FINCHÉ c’è tifo, c’è speranza. Spenta radio curva, s’accenderanno solo decoder e decoderoni, coi sederini ad ammuffire sui sofà, appiccicati come cozze allo schermo sulla mensola dell’Ikea. Al di là di ogni «Acabismo» e di ogni «tutto-fa-schifo» pompati da film e letteratura, resta il colore. Degli striscioni. Dei fumogeni. Delle sciarpe. Delle bandiere. Lo stadio, come il parquet del palas o la pista da sci, è bello anche per quello. Dico la verità: in val Badia, sul parterre di Coppa, ho visto schizzare tra le porte le lamine di Max Blardone. Spettacolare. Come il Sassongher e gli abeti della Gran Risa. Ma belli erano pure i vessilli tricolori che oscillavano in faccia a La Villa. Senza, sarebbe stato come in quelle anonime gare di Coppa negli States, con qualche signorotto impellicciato di Waterville Valley. Figuriamoci negli stadi. Figuriamoci sui campi di Prima o Promozione, dove il campanilismo (quello pacifico, certo) ci ricorda ancora che siamo belli perché vari e attaccati alle nostre radici.

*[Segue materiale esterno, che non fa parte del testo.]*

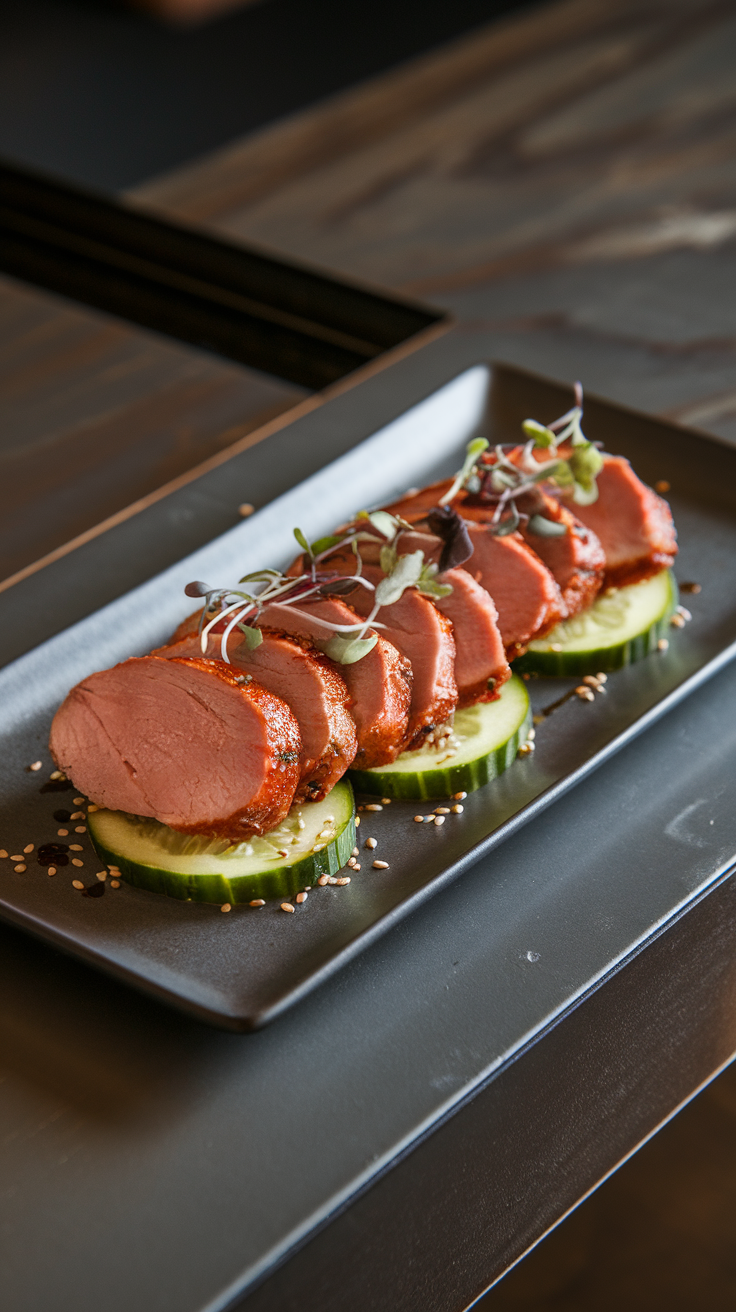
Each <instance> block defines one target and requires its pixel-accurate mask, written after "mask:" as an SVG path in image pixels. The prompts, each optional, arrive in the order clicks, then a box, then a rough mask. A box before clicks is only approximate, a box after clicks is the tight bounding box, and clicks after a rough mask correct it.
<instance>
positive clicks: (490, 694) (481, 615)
mask: <svg viewBox="0 0 736 1312" xmlns="http://www.w3.org/2000/svg"><path fill="white" fill-rule="evenodd" d="M442 546H443V543H442V541H441V539H440V538H437V537H434V534H430V533H419V531H415V533H403V534H401V537H400V538H399V551H400V552H401V555H404V554H405V552H412V551H422V552H424V559H425V560H433V562H437V560H438V559H440V555H441V551H442ZM366 547H367V551H369V552H370V551H371V550H373V548H371V544H370V543H367V544H366ZM437 577H438V581H440V583H446V584H450V586H451V589H453V590H451V593H449V596H447V597H437V598H434V605H436V606H437V609H438V610H441V611H442V614H443V615H446V617H447V619H450V621H451V623H453V634H454V638H455V682H457V685H458V707H462V706H475V703H476V702H492V701H495V699H496V698H497V697H499V695H500V690H501V687H502V686H504V684H505V682H506V680H508V678H510V674H512V672H510V669H509V663H508V660H506V653H505V649H504V640H502V638H501V631H500V628H499V613H497V610H496V605H495V602H493V598H492V597H491V594H489V593H488V592H487V590H485V588H483V586H481V585H480V584H479V583H476V580H475V579H474V577H472V575H470V573H468V572H467V569H462V568H458V569H446V571H445V572H443V573H442V575H438V576H437ZM379 618H383V617H382V615H379Z"/></svg>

E ALLORA ecco questo spazio. Dedicato a voi. Quelli della curva. Quelli che vanno allo stadio per fare colore. Per dare una scossa ai ragazzi in campo. Che condannano la violenza in ogni sua forma e concezione. Aspettiamo le vostre coreografie. Le vostre foto più belle. Sono datate? Meglio. Sono del gruppo che scalda il campo di baseball piuttosto che di calcio? Ok, meglio ancora. Mostrateci il lato bello dello sport. Una delle sue ragioni d’esistere ancora. Non ci sono premi in palio. Nessun agonismo. Ma solo ammirazione per chi trasforma una gara in festa. Lo sport ve ne sarà grato.